Okay, tell me about Salem first – what was it like?

There were two places around Massachusetts at this time bearing the name “Salem”. Firstly, there was Salem Town; was a large, busy port town on Massachusetts Bay which is still called Salem today. 10 miles from Salem Town was the second Salem; Salem Village, known today as Danvers, where the Salem Witch Trials took place.

There were only around 500 people who lived in Salem Village, many of whom were from poor farming families. The Salem Villagers didn’t get along with each other, squabbling over land and taking legal action against each other.

The accused witch Tituba and the Parris children

How did the Witch Trials start?

It all began after the arrival of the new leader of the village church, Samuel Parris. In January 1692, Parris’ daughter Betty and niece Abigail started having violent contortions where their bodies twisted and bent into unnatural positions. They had uncontrollable outbursts, throwing things, making strange noises and screaming.

The local doctor claimed that they had been bewitched by somebody. Soon, other girls in the village started having fits and contortions too. The people of Salem Village believed that somebody (a witch) had made a deal with the devil to gain supernatural powers that they used to harm others. This witch was using these powers to torment the girls of the village.

Whoa! That got pretty scary pretty quick. So what happened to them?

The girls accused three women of bewitching them, including their slave servant called Tituba. In February 1692, the three accused women were arrested and questioned in the local meeting house. Many people from the village came along to watch, including some of the bewitched girls who continued to have contortions and fits in the meeting house during the questioning!

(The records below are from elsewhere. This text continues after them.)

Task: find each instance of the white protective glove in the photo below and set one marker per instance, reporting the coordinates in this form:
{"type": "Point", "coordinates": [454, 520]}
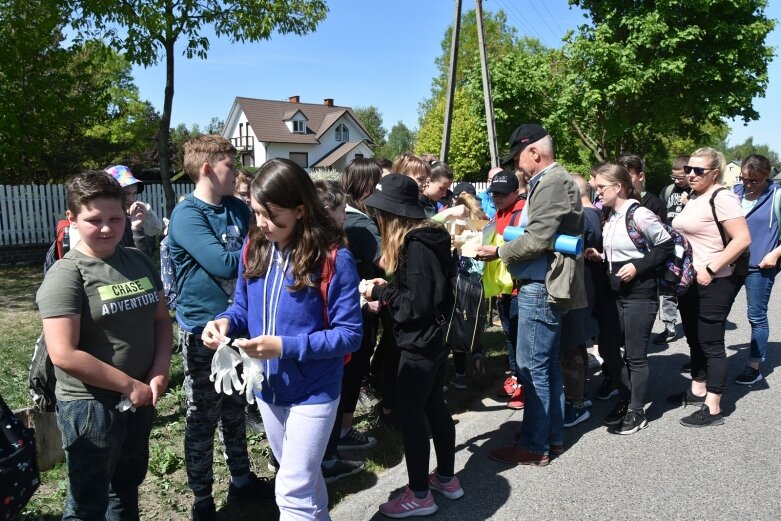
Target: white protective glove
{"type": "Point", "coordinates": [253, 376]}
{"type": "Point", "coordinates": [224, 373]}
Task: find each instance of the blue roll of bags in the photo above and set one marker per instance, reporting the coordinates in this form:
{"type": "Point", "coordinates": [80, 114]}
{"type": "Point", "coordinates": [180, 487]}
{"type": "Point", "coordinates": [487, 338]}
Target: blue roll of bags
{"type": "Point", "coordinates": [567, 244]}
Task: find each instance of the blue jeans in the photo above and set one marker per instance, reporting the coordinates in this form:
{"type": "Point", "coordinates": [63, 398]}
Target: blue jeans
{"type": "Point", "coordinates": [507, 306]}
{"type": "Point", "coordinates": [539, 332]}
{"type": "Point", "coordinates": [759, 284]}
{"type": "Point", "coordinates": [107, 453]}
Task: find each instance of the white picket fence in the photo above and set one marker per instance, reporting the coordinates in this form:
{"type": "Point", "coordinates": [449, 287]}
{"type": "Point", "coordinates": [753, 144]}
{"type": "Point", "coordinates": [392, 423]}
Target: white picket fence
{"type": "Point", "coordinates": [29, 213]}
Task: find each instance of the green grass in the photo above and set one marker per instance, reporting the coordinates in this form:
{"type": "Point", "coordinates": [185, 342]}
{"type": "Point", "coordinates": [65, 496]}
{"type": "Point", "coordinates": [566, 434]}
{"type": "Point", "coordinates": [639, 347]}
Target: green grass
{"type": "Point", "coordinates": [164, 495]}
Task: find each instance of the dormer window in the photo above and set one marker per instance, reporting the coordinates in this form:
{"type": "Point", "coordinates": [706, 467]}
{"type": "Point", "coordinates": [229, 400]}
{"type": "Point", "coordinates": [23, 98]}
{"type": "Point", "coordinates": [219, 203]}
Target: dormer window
{"type": "Point", "coordinates": [342, 134]}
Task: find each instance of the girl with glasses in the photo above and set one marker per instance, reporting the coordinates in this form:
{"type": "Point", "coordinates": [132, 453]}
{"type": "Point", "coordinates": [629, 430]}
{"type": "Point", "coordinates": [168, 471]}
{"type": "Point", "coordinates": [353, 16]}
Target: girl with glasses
{"type": "Point", "coordinates": [761, 202]}
{"type": "Point", "coordinates": [705, 306]}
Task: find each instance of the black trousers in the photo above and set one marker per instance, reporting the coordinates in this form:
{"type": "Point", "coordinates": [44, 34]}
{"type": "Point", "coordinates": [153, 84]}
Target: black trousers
{"type": "Point", "coordinates": [704, 311]}
{"type": "Point", "coordinates": [420, 400]}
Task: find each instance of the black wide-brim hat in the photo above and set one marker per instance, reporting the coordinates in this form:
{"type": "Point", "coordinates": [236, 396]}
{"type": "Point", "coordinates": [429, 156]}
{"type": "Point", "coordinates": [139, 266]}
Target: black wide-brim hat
{"type": "Point", "coordinates": [398, 195]}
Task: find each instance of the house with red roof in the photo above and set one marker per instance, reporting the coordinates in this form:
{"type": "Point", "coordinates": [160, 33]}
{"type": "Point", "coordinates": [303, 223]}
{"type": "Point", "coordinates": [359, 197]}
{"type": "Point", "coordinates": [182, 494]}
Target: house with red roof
{"type": "Point", "coordinates": [314, 135]}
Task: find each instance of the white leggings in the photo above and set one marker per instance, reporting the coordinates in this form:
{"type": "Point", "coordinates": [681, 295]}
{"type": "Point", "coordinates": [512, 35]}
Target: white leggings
{"type": "Point", "coordinates": [298, 436]}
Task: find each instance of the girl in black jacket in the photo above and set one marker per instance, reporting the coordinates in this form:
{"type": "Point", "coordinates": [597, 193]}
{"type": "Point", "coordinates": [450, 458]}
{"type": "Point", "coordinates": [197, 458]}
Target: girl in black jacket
{"type": "Point", "coordinates": [417, 252]}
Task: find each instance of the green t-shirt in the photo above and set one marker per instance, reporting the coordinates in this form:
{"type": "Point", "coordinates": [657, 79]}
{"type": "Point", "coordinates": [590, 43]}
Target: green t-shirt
{"type": "Point", "coordinates": [117, 299]}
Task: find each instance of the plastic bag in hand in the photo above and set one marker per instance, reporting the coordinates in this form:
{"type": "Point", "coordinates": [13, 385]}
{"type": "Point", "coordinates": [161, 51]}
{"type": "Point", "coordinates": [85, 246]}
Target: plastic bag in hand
{"type": "Point", "coordinates": [253, 376]}
{"type": "Point", "coordinates": [224, 373]}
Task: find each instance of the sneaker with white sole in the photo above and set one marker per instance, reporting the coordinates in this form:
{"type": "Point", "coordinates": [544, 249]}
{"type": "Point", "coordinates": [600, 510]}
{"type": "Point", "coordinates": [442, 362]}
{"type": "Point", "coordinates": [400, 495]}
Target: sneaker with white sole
{"type": "Point", "coordinates": [748, 376]}
{"type": "Point", "coordinates": [355, 440]}
{"type": "Point", "coordinates": [407, 505]}
{"type": "Point", "coordinates": [451, 489]}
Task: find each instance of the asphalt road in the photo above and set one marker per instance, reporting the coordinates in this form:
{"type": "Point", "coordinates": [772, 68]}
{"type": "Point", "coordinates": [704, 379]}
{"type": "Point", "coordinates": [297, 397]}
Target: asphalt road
{"type": "Point", "coordinates": [666, 471]}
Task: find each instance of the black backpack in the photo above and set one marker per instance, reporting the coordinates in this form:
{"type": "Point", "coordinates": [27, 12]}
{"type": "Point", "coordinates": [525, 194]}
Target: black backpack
{"type": "Point", "coordinates": [18, 467]}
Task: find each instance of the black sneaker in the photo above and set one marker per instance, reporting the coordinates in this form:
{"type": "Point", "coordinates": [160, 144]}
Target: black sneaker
{"type": "Point", "coordinates": [341, 469]}
{"type": "Point", "coordinates": [355, 440]}
{"type": "Point", "coordinates": [204, 510]}
{"type": "Point", "coordinates": [702, 418]}
{"type": "Point", "coordinates": [665, 337]}
{"type": "Point", "coordinates": [748, 376]}
{"type": "Point", "coordinates": [685, 398]}
{"type": "Point", "coordinates": [616, 416]}
{"type": "Point", "coordinates": [254, 421]}
{"type": "Point", "coordinates": [258, 488]}
{"type": "Point", "coordinates": [633, 422]}
{"type": "Point", "coordinates": [606, 390]}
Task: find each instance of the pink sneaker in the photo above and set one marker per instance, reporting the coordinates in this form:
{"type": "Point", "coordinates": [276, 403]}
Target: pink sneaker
{"type": "Point", "coordinates": [407, 505]}
{"type": "Point", "coordinates": [451, 490]}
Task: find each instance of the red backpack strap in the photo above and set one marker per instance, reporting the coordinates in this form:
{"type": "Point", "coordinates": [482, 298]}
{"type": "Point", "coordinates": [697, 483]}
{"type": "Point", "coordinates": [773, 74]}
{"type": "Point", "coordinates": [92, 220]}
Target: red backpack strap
{"type": "Point", "coordinates": [329, 267]}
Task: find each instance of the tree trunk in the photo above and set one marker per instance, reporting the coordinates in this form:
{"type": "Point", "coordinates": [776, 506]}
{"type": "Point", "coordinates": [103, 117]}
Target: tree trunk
{"type": "Point", "coordinates": [165, 128]}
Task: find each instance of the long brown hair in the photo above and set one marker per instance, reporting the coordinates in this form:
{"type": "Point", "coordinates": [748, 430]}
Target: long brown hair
{"type": "Point", "coordinates": [285, 184]}
{"type": "Point", "coordinates": [393, 230]}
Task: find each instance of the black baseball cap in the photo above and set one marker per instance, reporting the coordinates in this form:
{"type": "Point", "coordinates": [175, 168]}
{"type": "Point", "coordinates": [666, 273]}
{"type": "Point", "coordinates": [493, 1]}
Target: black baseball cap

Here you can spot one of the bewitched girls convulsing on the floor as the accused woman is questioned at the meeting house.

Did the witches confess?

Though two of the accused women denied being witches, Tituba confessed and claimed that when she signed her name in the devil’s book, she could see many other people had signed their names there too.

Soon, hysteria spread throughout Salem Village as more people were accused of being witches. Nobody was safe. Even a four-year-old girl was accused!

Whoa! That’s a lot of witches!

That’s right. There were so many witches being accused that in May 1692, the governor of Massachusetts, William Phips, created a special court to deal with them all. He called it the Court of Oyer and Terminer, meaning a court “to hear” and “to decide”.

But this court had many flaws, including allowing “spectral evidence”. Spectral evidence is information given to the court that comes straight from people’s dreams or visions. Some accusers claimed to see visions of the witches pinching or biting them and this could be used to show that the person was guilty. This meant you could be found guilty of being a witch just because somebody had had a bad dream about you!

Here, an accused person seems to use their supernatural powers. Could this be one of the visions used by the court as spectral evidence?

What?! Were any of these witches actually found guilty?

Shockingly, yes. The first person to be found guilty was Bridget Bishop in June 1692. She was hanged on what would become known as Gallows Hill in nearby Salem Town. Many others followed. Strangely, people who confessed to being a witch were spared, but those who pleaded their innocence met harsh punishments.

How did this awful mess come to an end?

By October 1692, Governor William Phips ended the Court of Oyer and Terminer and replaced it with a new, fairer system that didn’t use spectral evidence. Soon, those who had been found guilty in the new court and those still in custody were pardoned by Phips and allowed to walk free. By May 1693, the trials came to an end.

As a result of the Salem Witch Trials, over 200 people were accused of witchcraft, 19 men and women were found guilty by the court and were hanged, one accused man was pressed to death (I won’t go into details but it’s as gruesome as it sounds!) and several other accused people died in prison. By 2001, all of those found guilty of witchcraft in the Salem Witch Trials were declared to be innocent of their crimes by the state of Massachusetts.